The researchers chose 28 participants without prior knowledge of stone toolmaking, who where then given four hours to open a puzzle box with a reward inside. But there was a twist the reward could only be accessed by opening an interior door which was fastened shut with a rope. To solve the puzzle, the participants were provided with a set of strange tools including a granite block, a painted glass hemisphere and a river rock, which they could tinker with in any way they wanted. 

Tennie and team quickly observed a common pattern: All of the participants attempted to cleave apart the rope fastening the door. They did this by crafting some sort of cutting edge from the provided materials, mostly falling within three techniques of toolmaking that would have looked pretty familiar to our ancestors millions of years ago. 

One of the most common techniques saw participants place a glass core upon a granite block floor and use a river rock as a hammer to break away flakes with sharp edges from the block. Others tried another prehistory technique that involved hitting the outer edge of the glass core upon the block to create sharp edges. A few others tried a more hands-on approach — that is, literally using of both hands to hold a hammer stone and a core to craft cutting edges from the block.

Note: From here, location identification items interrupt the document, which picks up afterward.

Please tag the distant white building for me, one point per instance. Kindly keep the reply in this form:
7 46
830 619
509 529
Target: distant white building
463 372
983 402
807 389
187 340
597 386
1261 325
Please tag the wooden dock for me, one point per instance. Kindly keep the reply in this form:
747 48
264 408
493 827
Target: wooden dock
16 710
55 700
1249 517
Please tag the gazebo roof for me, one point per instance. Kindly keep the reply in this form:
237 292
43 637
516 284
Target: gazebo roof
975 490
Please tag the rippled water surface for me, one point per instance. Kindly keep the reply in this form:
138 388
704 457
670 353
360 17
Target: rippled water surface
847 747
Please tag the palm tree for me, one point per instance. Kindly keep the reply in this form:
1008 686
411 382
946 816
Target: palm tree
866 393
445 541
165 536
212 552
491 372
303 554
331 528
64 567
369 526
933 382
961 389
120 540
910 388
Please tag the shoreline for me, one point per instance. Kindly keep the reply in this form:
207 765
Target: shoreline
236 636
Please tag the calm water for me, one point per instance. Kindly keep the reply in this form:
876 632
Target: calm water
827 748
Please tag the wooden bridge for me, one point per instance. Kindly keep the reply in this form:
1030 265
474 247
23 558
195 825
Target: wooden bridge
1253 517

Previously, Tennie and colleagues also carried out similar experiments with chimpanzees. But unlike humans, the chimps couldn’t spontaneously make sharp tools, even when they were provided the materials and motivation to do so. 

“When we see artifacts, it's natural for us to simply assume that it must have come out of culture because humans are creatures that live and breathe in culture,” says John J. Shea, an anthropologist at Stony Brook University who was not involved in the new study. Shea says he's come across a lot of anecdotal evidence in his career to suggest that humans can simply make these tools, without any form of prior knowledge. “But the authors of this new study actually did a good experiment,” he adds, convincingly showing that one does not need to invoke culture, or cultural transmission, to explain such artifacts.

“That doesn't mean culture is off the table," adds Shea. "It just means it's not required to explain some of the patterns of the variation."

Going forward, research like this may help scientists better understand how culture might have evolved for other hominin species in past eras. “[They] were walking around on both legs, cutting up animal carcasses, making stone tools, and living in a wider range of habitats," Shea says. "So it's possible that these creatures have culture."